Понятно, почему нам подсовывают не реальную историю, а высосанную из пальца: в реальной истории науки ничего подобного обнаружить нельзя. Но вот ещё что интересно: что же там было на самом деле? Почему траектория планеты отклонялась от расчётной? Действительно ли оказалась ошибочной ньютоновская динамика? Или неточными наблюдения? Или ещё что-нибудь? Поскольку история выдуманная, такой вопрос (к её автору) вполне правомерен. Мало того, он критически важен, ведь если дело не в ошибочности динамики, тогда весь пафос истории пропадает втуне. Тогда получается, что Лакатос высмеивает учёного, пытающегося изобрести объяснение наблюдений, совместимое с теорией Ньютона, а учёный-то как раз в этом и прав.

Значит, видимо, Лакатос подразумевает, что ньютоновскаяя динамика действительно нарушается, и нашему учёному представляется уникальная возможность наблюдать это нарушение, а он его не видит. Но понимает ли кто-нибудь из философов, что означает — подправить ньютоновскую механику? Пробовал ли кто-нибудь из них для смеху соорудить альтернативную теорию? Вопрос, конечно, риторический — ведь там чуть что тронешь, и посыплются планетные системы. Но вопрос и небезосновательный, мы ещё встретимся с безапелляционными утверждениями, что для описания одной и той же реальности можно сконструировать сколько угодно разных теорий.

Ещё на один аспект этой истории хочется обратить внимание: она изображает, как учёный транжирит общественные денежки на никому не нужные телескопы и спутники, а всё из-за порочной приверженности к недоказанной и недоказуемой теории Ньютона. Этот вывод явно не делается, но в подсознание западает.

Но посмотрим всё же, какой вывод делается.

Эта история ясно показывает, что даже самые респектабельные научные теории вроде ньютоновской динамики и теории гравитации могут терпеть неудачу, запрещая какие-либо наблюдаемые положения вещей.

Этот пассаж, скорее всего, искажён переводчиком и кончался в оригинале примерно так: «may fail to prohibit any observable state of things», т. е. «могут оказаться не в состоянии запретить никакие наблюдаемые положения вещей». Интересна смена модальности по сравнению с началом всей истории: там было безапелляционное «не могут», а здесь «могут оказаться не в состоянии». Видимо, автор всё же чувствует, что доказательство немножко недостаточно железобетонное.

Разумеется, ничего такого эта история не показывает, да и не может показать.
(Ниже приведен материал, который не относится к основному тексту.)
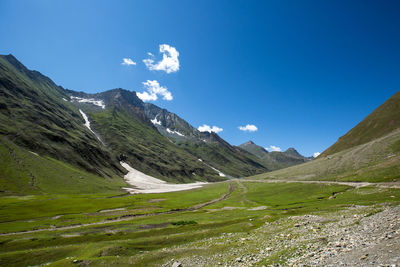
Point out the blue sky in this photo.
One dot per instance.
(303, 72)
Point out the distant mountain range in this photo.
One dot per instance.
(382, 121)
(275, 160)
(94, 132)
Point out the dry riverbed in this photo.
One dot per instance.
(357, 236)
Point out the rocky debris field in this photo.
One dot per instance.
(356, 236)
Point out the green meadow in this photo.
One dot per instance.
(142, 230)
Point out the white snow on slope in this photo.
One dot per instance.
(155, 121)
(87, 124)
(219, 172)
(174, 132)
(93, 101)
(147, 184)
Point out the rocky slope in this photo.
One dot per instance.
(275, 160)
(209, 147)
(382, 121)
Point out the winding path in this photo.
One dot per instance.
(352, 184)
(129, 217)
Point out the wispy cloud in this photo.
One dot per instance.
(169, 62)
(273, 148)
(153, 90)
(128, 62)
(248, 128)
(207, 128)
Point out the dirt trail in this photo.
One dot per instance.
(130, 216)
(352, 184)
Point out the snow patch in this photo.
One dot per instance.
(87, 124)
(155, 121)
(174, 132)
(93, 101)
(144, 183)
(219, 172)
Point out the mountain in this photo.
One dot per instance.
(208, 147)
(118, 117)
(275, 160)
(34, 115)
(370, 152)
(382, 121)
(47, 131)
(254, 149)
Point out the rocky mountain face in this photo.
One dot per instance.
(382, 121)
(89, 132)
(208, 147)
(275, 160)
(34, 115)
(93, 132)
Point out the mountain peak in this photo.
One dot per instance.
(293, 152)
(248, 143)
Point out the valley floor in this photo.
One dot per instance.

К этому и сходным положениям мы ещё вернемся, чтобы понять, откуда они всё-таки берутся; здесь же нашей целью было продемонстрировать только тот факт, что философ науки предмета своего исследования откровенно не понимает (признаю, этот общий вывод сделан на основании одного примера, но так же поступает и Лакатос; наш пример, по крайней мере, не выдуманный).

2. Второе начало термодинамики по Фейерабенду

Теперь известно, что броуновская частица представляет собой вечный двигатель второго рода и что её существование опровергает второй закон феноменологической термодинамики.

Философы науки очень любят опровергать законы природы, мы с этим встретимся ещё не раз. Причина этого, забегая вперёд, примерно такая: философ пытается логически доказать, что закон природы можно однозначно вывести из опыта. Обнаруживает, что это ему не удаётся. (Законы природы выводятся из опыта, но не дедуктивно-механически, как того хотели бы ученики Аристотеля, а индуктивно-творчески. Но это отдельная большая тема, о которой надо говорить либо подробно, либо никак.) Отсюда он делает вывод, что раз законы природы логически доказать нельзя, то их и вовсе не существует.

Однако опровергать законы природы — дело тяжёлое и неблагодарное, требующее незаурядной ловкости рук.

Второй закон термодинамики гласит, что если холодное тело и горячее привести в соприкосновение, то холодное нагреется, а горячее остынет — и никогда наоборот! Как должно было бы выглядеть нарушение этого закона броуновской частицей? Напомню, что броуновское движение — это наблюдаемое в микроскоп самопроизвольное беспорядочное движение мелких пылинок. Чтобы говорить о нарушении второго начала термодинамики в этом случае, требовалось бы установить, что броуновскаяя частица нагревается, отбирая тепло у жидкости. Разумеется, этого не происходит, они находятся при одной температуре. Почему же наш философ говорит о нарушении закона природы? Читаем дальше.

Посмотрим, что требуется для открытия несовместимости между феноменом броуновского движения и вторым законом термодинамики. Для этого требуется: а) измерить точное движение частицы, с тем чтобы установить изменение ее кинетической энергии и энергию, потраченную на преодоление сопротивления жидкости, и б) точно измерить температуру и теплоту, переданную окружающей среде, для обоснования утверждения о том, что любая потеря в данном случае действительно компенсируется ростом энергии движущейся частицы и работой, затраченной на преодоление сопротивления жидкости.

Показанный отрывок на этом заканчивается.